Пройдёт всего лет десять, никак не больше, и бывший житель сырого ростовского тупика арестант Солженицын, оказавшись изнутри еще более мрачного здания, испытает этот жестокий соблазн, самоубийственную манию окна . Но это будет не ростовская, а уже московская тюрьма, та самая Лубянка, в тайны которой он легкомысленно мечтал проникнуть в детстве: «Играло солнце в тающих морозных узорах просторного окна, через которое меня иногда очень подмывало выпрыгнуть, — чтоб хоть смертью своей сверкнуть по Москве, размозжиться с пятого этажа о мостовую, как в моём детстве мой неизвестный предшественник выпрыгнул в Ростове-на-Дону».
Поистине всё в родном городе — главные улицы и гнилые тупики, подземные склады и зелёные бульвары, парадные фасады и глухие стены, закрытые окна и безымянные самоубийцы — было нашпиговано тайнами. И едва ли не каждый житель опасался, что «скелет в шкафу» рано или поздно вывалится с грохотом и скрежетом, только тронь дверцу. У каждого были своё подполье, своя особая территория риска, своя зона опасности, которые цепко держали человека на игле страха и зависимости. Со своей страшной, убийственной тайной жил и самый близкий тогда друг Кирилл Симонян. Его отец, богатый купец, спасаясь от ГПУ, вынужден был оставить семью и пешком перейти персидскую границу. Жена, сын и дочь, стиснув зубы, всю жизнь скрывали, что Симонян-старший жив и находится в Иране. Разумеется, они не писали ему и от него не получали писем, не поддерживали никаких отношений.

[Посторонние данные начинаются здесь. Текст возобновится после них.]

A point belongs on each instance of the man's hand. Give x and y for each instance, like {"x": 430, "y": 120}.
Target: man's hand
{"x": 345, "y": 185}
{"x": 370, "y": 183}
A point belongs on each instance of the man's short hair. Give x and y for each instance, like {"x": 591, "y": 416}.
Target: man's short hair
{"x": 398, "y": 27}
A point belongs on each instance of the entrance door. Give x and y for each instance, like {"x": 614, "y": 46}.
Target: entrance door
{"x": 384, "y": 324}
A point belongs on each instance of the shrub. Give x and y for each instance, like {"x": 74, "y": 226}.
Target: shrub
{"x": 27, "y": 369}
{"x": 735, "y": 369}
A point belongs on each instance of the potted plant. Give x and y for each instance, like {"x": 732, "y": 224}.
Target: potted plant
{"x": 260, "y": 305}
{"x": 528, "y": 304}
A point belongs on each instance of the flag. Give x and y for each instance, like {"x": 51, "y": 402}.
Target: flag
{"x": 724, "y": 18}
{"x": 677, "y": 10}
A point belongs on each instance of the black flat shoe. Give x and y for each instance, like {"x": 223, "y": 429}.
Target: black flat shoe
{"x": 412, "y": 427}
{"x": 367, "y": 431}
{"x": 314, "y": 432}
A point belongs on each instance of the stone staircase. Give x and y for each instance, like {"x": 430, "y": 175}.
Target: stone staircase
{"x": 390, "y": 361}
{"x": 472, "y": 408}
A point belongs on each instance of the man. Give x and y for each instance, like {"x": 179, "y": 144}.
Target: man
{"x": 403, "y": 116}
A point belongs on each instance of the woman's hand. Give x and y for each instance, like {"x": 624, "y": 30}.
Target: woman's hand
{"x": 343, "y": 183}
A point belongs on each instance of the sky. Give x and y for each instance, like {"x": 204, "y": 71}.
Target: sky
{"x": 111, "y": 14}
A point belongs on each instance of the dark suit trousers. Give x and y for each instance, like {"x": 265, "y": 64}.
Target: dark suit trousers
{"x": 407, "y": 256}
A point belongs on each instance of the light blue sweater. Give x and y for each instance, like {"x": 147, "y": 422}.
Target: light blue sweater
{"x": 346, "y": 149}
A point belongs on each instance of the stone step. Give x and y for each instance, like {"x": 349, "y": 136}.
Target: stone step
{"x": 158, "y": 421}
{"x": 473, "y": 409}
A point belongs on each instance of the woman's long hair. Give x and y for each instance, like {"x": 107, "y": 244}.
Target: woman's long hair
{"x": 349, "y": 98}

«В то враждебное время я жил в Ростове-на-Дону как на чужбине», — напишет Солженицын лет сорок спустя, и это станет поучительной поправкой к понятию «патриотизм»: и в том смысле, что «время — тоже родина», и в отношении к родине «малой» и к упоминанию родины «большой». Ведь слово «Россия» (как и слово «офицер»), употреблённое без ругательных эпитетов «старая», «царская», «проклятая», вплоть до Великой Отечественной войны считалось махровой контрреволюцией. «До 1934 сам термин “патриот” считался в России преступным. Всё русское постоянно подвергалось презрению в выступлениях, в прессе. Эта официальная ненависть к России кажется и теперь чем-то невероятным. Однако она существовала. Поворот произошел в 1934, неожиданно, по тактическим соображениям» («Архипелаг ГУЛАГ»).
«Сколько я знал и помнил, самое страшное — это соцпроисхождение.